GSU to host marine biology conference and film festival

Sarah Ryniker

Georgia Southern University faculty members of the department of biology will host the 42nd Benthic Ecology Meeting, one of the largest marine biology conferences, in Savannah from March 20-23.

This is the first time GSU has hosted this event, arranged by GSU’s Dr. Daniel Gleason, Dr. Alan Harvey and Dr. Risa Cohen, and will include a film festival featuring 15 marine and conservation films, according to the news release.

The conference is expected to attract more than 600 marine biologists from around the world.

“This is a great experience for Georgia Southern and for the students here. There will be researchers from all three coasts, as well as from fourteen countries. Australia, France and Brazil are just a few. This is great exposure,” Gleason, president of the Benthic Ecology Meeting Society, said.

More than two-thirds of the 500 presentations planned for the three-day conference will be from graduate students, according to the news release.

“(The conference) is very student-friendly. There are many opportunities for students to meet other researchers,” Gleason said. “I’m hoping that a lot of collaborations come from this.”
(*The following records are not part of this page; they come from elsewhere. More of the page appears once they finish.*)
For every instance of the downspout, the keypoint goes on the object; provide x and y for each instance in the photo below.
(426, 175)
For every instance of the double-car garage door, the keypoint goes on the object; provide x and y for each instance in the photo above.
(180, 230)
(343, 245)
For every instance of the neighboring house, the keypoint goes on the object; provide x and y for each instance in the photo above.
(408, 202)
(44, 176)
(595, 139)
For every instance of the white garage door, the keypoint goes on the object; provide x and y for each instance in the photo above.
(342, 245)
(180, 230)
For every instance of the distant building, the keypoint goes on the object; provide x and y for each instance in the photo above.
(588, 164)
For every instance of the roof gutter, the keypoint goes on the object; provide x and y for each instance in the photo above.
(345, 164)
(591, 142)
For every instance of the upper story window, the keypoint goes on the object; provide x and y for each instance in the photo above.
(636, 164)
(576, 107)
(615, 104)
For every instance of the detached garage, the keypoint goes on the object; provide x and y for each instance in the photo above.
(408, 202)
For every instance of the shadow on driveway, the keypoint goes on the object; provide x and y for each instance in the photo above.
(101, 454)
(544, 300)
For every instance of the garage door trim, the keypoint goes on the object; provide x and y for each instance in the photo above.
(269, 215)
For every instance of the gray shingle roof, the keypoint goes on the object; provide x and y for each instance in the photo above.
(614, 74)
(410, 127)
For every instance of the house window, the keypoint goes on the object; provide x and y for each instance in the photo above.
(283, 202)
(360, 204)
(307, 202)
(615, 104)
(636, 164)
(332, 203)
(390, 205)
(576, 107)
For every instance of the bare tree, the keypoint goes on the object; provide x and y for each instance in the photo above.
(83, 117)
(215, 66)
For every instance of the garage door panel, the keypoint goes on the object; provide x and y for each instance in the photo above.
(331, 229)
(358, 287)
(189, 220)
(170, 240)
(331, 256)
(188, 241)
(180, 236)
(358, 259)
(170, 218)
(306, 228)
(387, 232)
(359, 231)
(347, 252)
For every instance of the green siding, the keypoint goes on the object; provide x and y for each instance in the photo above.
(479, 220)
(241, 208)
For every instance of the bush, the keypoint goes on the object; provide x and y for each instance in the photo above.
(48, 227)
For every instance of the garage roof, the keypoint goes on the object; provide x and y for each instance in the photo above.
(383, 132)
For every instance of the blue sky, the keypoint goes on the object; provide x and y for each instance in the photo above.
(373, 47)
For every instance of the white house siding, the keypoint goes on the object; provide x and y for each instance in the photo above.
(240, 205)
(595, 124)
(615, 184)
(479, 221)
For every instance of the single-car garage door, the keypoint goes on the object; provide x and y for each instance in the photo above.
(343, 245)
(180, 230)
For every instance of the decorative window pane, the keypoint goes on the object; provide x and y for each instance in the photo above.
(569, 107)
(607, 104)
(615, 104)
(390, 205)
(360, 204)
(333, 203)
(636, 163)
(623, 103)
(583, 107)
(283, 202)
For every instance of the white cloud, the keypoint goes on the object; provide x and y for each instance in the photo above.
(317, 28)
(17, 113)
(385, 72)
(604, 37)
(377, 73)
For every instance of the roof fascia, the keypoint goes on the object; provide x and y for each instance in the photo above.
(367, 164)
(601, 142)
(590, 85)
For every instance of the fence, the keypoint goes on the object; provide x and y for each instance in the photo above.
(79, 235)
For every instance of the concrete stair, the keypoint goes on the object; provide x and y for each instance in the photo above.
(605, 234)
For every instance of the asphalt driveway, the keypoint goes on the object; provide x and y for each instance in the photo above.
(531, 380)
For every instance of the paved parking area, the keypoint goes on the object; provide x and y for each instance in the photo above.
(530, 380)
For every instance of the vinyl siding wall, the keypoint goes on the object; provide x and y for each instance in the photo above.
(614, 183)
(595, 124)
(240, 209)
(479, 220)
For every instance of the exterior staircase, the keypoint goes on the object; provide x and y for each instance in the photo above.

The Beneath the Waves Film Festival on March 21 will display a variety of marine films, which will be available online after the convention. The festival aims to reach a wide audience, communicating marine research and conservation stories.

According to the GSU website, this event has only been held in Georgia one other time by Georgia Institute of Technology.

“We try to alternate between North and South coastlines to make the conference more accessible,” Gleason said.

“Benthic organisms are those that live on, or in association with, the seabed and include such things as sponges, corals, oysters and shrimp,” Gleason said in a news release. “They basically live on the bottom of the ocean and play an important part in all aspects of ocean health and function.”